Но врачи хором ему в ответ: «Да как вы смеете нас так осуждать. Наша больница на всю область известна как школа передового опыта. В коллективе все ударники, так что, уж извините, наша больница гриппом вас, да и всех остальных, ну никак не могла наградить. Слава богу, мы не отсталые и гриппы, как некоторые завалюхи, не раздаем…»

В споре больному не победить. Среди медперсонала, атакующего его, находится главврач, на вид культурный и очень чистенький. На его носу фирменные очки. А красный галстук, длинный и широкий, до самого пояса.

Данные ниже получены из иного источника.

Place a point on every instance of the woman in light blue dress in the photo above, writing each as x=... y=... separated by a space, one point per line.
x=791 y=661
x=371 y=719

Делать нечего. Я забираю больного. В машине ему становится вновь плохо, как и три дня назад, давление переваливает за двести. Торопливо делаю инъекции. И всеми силами, точно обманщик какой, успокаиваю его и уговариваю, чтобы он не сердился на врачей, они не виноваты и карантин есть карантин, против него, увы, не попляшешь. Уговариваю, а сам тихо, чтобы не слышал больной, приказываю водителю, чтобы он поскорее вез нас в ближайшую какую-нибудь больничку-завалюху. Там, безусловно, может быть и беспорядок, и больные лежат не только в палатах, но и в коридорах, в ваннах и во всех других подсобных комнатах, где только можно лежать. Но зато там, я знаю, не спорят. Там нет времени для споров. Там лечат.